Please refer to link:
Help get this topic noticed by sharing it on Twitter, Facebook, or email.
Thanks organizers and congratulations to everyone who did well in the final results. I have a few questions that I hope will aid in subsequent collaboration:
@Organizers: Would it be possible to get a breakdown of final scores by percept as done on the leaderboards? This will help us determine to what degree different approaches make sense for each.
@Clara/Yuanfang Guan: Would you be willing to share your feature set b, which are indicators of quadruplets? (I may have missed it, but do not see these data anywhere in your Synapse folders.) If I am understanding your description correctly, this is a function of the row number of the molecular descriptors, which raises a question about generalizability to future chemicals.

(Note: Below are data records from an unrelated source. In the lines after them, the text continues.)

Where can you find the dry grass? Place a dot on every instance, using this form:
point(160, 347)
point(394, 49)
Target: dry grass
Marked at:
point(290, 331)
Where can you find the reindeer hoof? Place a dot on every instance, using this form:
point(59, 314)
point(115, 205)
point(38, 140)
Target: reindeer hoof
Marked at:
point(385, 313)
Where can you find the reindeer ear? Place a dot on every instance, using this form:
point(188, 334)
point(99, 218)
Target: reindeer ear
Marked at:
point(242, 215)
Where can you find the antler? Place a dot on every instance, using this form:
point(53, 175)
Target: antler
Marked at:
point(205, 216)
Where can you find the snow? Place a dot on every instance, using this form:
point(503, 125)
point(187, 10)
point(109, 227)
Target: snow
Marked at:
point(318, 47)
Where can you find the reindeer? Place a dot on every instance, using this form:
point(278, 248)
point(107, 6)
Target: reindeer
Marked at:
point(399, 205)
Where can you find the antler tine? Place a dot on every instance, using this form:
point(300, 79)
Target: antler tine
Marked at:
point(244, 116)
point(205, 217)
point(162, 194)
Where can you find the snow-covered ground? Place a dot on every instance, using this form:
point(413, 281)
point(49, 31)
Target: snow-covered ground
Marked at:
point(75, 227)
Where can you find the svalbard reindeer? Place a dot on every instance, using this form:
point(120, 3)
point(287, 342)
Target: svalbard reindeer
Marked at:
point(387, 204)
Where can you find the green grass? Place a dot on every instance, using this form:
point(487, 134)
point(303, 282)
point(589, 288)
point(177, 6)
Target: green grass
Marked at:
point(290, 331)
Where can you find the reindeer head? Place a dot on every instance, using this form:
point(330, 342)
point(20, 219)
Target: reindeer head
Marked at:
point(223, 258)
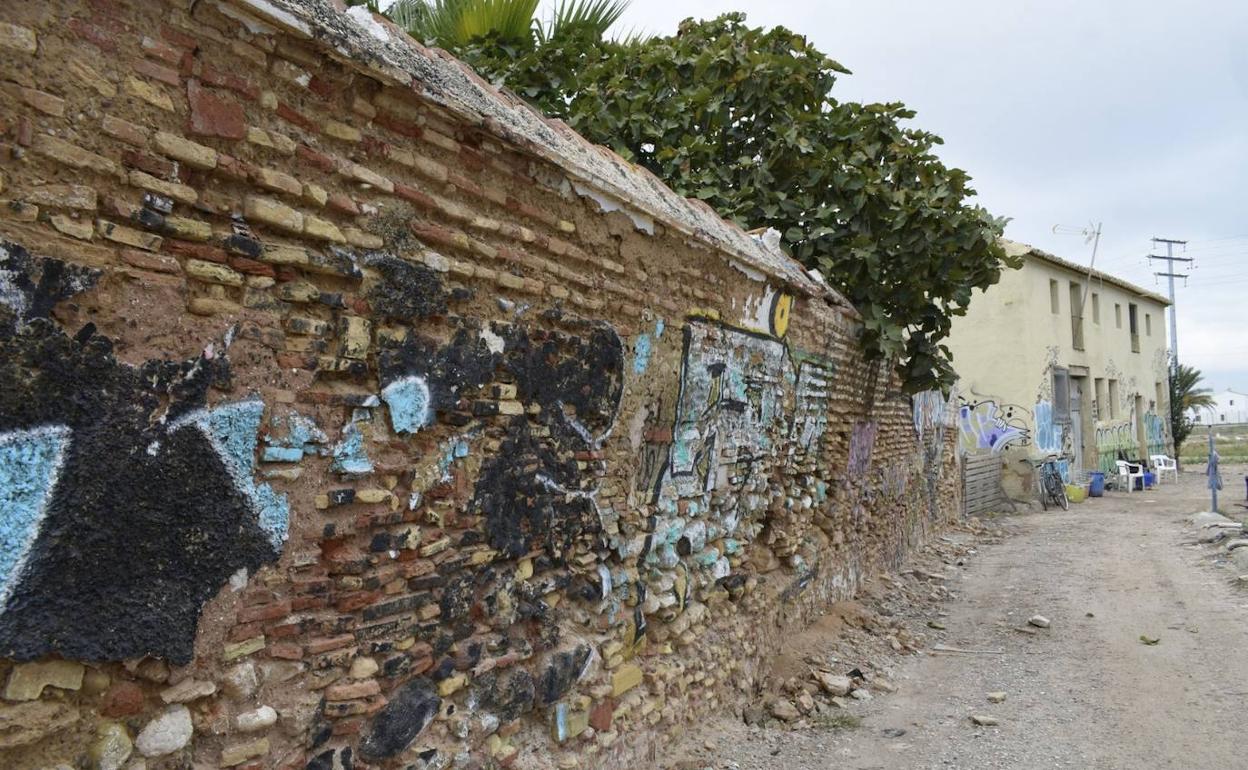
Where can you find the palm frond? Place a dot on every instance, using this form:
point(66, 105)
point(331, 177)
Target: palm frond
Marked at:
point(509, 20)
point(590, 16)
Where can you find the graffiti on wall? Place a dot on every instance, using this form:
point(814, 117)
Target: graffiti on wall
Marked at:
point(1113, 441)
point(120, 488)
point(1050, 434)
point(1155, 433)
point(992, 426)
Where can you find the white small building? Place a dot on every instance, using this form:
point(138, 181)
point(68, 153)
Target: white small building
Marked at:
point(1229, 408)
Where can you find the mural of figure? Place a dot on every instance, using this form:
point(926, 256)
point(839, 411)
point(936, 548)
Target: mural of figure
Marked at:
point(987, 424)
point(729, 406)
point(125, 501)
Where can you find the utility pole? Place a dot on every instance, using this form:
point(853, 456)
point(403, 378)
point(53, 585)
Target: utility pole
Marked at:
point(1171, 275)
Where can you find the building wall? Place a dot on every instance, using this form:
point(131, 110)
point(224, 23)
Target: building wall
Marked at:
point(1229, 408)
point(338, 432)
point(1009, 345)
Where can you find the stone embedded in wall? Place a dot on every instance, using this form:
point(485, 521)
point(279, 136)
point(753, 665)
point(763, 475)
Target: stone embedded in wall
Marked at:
point(406, 291)
point(513, 504)
point(409, 710)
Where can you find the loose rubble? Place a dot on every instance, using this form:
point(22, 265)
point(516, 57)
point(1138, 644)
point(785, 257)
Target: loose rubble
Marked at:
point(825, 674)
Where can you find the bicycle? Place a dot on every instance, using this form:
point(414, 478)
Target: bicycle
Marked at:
point(1052, 487)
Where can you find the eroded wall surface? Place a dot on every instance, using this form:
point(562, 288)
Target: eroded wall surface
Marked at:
point(338, 433)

@IKW AllStars/Rick Gerkin: How exactly did you do your cross-validation to optimize your forest models and how did your CV results compare to your results on the leaderboards? I'd like to try to replicate some of your findings and explore ensembling your best forest models with some of the best models I found like ridge regression. And, just for fun, what does "IKW" stand for?
Looking forward to further discussions about this project!
both of my feature A set and B sets are included in my single folder.
this feature set can be generalized.
but you mis-understood it; or more likely, my description was not clear. for example: this is my set b: a chemical having the name propane, will have the following features labeled as 1: prop; rope, opan, pane. of course, a chemical with longer names will have more features as 1. such names were included in the training set.
it will be easily applied to any chemicals; as ALL chemicals existing in pubmed have names.
i believe my submission was the best of what could be get out of this training data. tuning may result in slightly better performance out of chance. but to substantially improve over this, one must need external data/software.
thank you and thank all participants for participating.
update: my 2 cents: i think what made the 2 standard deviation between me and the second place is the 0.2+0.8 operation between global and individual. because my submission didn't have much advantage in sub 2 for the average predictions. i think the top 4 in sub 2 are very similar, for less than 0.1 standard deviation difference; number 5 might be slightly further away. but i am sure organizers will give a better answer on this question from a more statistical/scientific point of view.
Thank you Yuanfang for the clarification on your feature set b--I understand it now as a kind of semantic fingerprint and this is indeed generalizable and clever! I'd like to give it a try. If I am understanding your description correctly the prediction from this feature set comprises half of your full prediction, which is a uniquely distinguishable characteristic of your approach.
I fully agree with the strategy of shrinking the individual predictions towards the mean values--this is a classical approach to reducing mean squared prediction error which is closely related to Pearson correlation. It would be good to learn how you arrived at the 0.2 and 0.8 weights and also more details on how you implemented your decision trees.
Interesting that both you and Rick Gerkin stuck strictly with tree methods--he appears to have grown some thick random forests.